Jobs in factories were now readily available. These jobs provided commoners with a path to financial stability that had not been possible before. Retailers of all goods including jewelry raced to keep up with the enormous demand created by the new middle class.
Jewelry purchased by wealthy Victorians was at first made of 18K or 22K gold. The less affluent purchased jewelry made of silver or pinchbeck, an alloy combining zinc and copper. During the 1840s, the process of electroplating gold onto base metals was invented. After that, gold electroplated jewelry became popular, made with base metals like brass. In 1854, Britain legalized 9K and 15K gold, making the electroplating process even cheaper.

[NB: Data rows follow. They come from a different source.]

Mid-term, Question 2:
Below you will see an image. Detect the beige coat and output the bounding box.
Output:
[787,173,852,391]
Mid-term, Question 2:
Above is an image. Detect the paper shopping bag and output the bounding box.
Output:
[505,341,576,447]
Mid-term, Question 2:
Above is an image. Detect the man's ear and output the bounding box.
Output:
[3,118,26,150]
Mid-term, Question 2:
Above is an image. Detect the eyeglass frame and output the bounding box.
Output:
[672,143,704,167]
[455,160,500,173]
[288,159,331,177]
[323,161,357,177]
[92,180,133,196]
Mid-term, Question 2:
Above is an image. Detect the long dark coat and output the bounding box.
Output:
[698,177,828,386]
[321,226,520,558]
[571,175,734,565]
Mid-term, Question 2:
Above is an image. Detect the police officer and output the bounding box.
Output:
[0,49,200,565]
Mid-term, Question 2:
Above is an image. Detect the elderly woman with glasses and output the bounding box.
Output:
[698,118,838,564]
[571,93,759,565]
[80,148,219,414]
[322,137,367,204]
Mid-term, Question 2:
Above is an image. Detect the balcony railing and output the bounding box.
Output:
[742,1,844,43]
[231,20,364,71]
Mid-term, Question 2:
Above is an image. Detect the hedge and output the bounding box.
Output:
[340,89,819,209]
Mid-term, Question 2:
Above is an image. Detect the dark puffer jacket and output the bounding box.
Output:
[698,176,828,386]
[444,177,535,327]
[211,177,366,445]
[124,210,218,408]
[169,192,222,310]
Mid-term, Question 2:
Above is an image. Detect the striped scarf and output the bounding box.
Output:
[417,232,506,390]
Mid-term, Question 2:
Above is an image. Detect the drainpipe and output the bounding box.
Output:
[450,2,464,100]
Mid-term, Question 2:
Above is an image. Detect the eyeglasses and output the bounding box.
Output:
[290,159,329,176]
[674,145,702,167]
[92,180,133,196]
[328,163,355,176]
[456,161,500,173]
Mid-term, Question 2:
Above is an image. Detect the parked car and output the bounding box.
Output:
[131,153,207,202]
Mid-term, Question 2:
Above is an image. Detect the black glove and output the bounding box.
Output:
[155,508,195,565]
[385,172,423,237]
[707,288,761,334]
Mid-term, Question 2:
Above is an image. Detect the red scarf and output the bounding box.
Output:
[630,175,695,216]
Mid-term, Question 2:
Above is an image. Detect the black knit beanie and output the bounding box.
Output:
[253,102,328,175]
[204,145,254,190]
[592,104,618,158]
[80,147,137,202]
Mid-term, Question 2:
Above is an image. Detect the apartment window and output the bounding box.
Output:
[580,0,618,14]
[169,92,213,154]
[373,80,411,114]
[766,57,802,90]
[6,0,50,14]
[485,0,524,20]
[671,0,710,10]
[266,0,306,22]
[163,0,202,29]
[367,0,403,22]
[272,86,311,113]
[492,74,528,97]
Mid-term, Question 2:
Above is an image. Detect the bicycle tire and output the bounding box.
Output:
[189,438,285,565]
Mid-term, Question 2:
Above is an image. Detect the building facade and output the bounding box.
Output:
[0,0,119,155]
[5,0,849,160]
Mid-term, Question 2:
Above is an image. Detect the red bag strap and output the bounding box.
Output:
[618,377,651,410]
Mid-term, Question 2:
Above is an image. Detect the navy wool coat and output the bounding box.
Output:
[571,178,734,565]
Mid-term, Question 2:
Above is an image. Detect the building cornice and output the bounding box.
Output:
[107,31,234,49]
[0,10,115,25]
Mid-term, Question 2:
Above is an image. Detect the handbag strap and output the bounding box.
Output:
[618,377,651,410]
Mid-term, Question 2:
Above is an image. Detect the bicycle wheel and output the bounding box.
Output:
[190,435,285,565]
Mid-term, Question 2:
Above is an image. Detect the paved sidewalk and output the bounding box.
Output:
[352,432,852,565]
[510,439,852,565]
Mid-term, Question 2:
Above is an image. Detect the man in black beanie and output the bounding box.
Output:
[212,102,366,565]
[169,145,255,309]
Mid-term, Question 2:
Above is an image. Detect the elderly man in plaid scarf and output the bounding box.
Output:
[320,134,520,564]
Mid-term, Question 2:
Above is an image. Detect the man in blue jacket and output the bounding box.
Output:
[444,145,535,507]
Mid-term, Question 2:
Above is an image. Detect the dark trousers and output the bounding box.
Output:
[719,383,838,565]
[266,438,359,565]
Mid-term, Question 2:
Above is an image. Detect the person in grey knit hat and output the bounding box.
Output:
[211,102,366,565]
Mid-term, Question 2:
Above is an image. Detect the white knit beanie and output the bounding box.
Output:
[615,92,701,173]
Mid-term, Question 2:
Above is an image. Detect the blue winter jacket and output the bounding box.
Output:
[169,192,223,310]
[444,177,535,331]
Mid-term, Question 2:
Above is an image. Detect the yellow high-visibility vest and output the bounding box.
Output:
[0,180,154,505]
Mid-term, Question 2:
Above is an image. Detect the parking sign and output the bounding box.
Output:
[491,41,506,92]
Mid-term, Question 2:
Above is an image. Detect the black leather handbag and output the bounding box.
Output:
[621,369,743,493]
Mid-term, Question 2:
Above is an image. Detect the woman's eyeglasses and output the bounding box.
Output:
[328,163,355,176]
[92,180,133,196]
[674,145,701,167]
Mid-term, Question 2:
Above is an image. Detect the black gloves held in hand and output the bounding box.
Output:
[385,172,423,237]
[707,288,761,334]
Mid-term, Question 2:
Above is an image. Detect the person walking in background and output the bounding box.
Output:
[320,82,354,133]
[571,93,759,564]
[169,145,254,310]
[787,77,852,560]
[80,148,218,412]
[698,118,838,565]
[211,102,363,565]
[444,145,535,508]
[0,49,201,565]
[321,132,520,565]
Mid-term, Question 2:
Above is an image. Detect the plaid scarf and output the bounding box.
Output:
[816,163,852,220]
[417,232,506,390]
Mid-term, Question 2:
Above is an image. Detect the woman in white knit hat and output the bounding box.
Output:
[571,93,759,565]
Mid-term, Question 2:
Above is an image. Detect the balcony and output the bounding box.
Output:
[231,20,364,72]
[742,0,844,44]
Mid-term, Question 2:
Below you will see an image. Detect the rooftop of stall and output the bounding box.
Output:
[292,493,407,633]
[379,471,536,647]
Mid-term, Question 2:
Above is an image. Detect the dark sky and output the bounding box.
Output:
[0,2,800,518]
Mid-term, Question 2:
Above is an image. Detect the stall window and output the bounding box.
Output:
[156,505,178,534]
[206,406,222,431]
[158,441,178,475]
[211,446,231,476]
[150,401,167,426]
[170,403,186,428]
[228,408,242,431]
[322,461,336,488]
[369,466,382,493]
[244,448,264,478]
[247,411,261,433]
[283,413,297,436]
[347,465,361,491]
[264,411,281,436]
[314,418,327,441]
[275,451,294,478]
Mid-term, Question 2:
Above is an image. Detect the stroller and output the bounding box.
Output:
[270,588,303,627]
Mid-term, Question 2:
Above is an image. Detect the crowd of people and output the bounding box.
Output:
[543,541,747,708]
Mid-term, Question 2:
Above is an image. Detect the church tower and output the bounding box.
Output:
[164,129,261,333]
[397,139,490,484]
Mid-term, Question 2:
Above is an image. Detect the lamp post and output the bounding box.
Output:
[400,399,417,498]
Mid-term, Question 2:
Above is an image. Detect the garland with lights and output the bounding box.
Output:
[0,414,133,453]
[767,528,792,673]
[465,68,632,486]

Victorian gold and diamond snake ring.
Queen Victoria’s engagement ring was a snake ring, a symbol of eternal love.
Even though the middle class finally had their own wealth, they did not ignore the very wealthy and their habits. Queen Victoria’s influence on society dictated everything from social etiquette and customs to fashion and jewelry. When Prince Albert gave her an engagement ring in the shape of a snake, snake jewelry became a dominant Victorian theme. To the Victorians, the snake symbolized eternal love. Flowers, birds and bows were also popular themes of the era. All had sentimental, symbolic meanings.
After Prince Albert’s death in 1861 and the onset of the Civil War in America, Victorian society followed Queen Victoria’s lead and went into a prolonged period of grieving. Black clothing and black mourning jewelry came into vogue.
Victorian gold, diamond and onyx mourning ring.
Jewelry also took on a heavier look. Most of it was made by machine of gold, gold plate, gold fill, silver or brass. Jet (black fossilized wood), tortoise shell, hair and other materials besides metals also were popular. Much of the jewelry had ancient Egyptian, Etruscan, or Renaissance motifs.
During the late 1860s, the bountiful Kimberly diamond mines in South Africa were discovered. These mines created an ample supply of diamonds on the market. The cushion shaped old mine cut was the most popular diamond cut until the invention of the steam lathe in the 1870s. After that, it was possible to create more rounded diamonds. The old European cut then became the diamond cut of choice.
Queen Victoria by Julia Abercromby, 1883.
(Public domain; Wikimedia Commons)
Diamonds might have been number one, but other popular Victorian gemstones included opals (a favorite of Queen Victoria), turquoise, garnet, amethyst, coral and seed pearls. In the late Victorian era, gunmetal also became a popular jewelry metal. It was an alloy of copper, nickel and zinc with a distinctive deep grey finish. Aesthetic movement chains with lovely etched scenes of the natural world came into vogue, as well.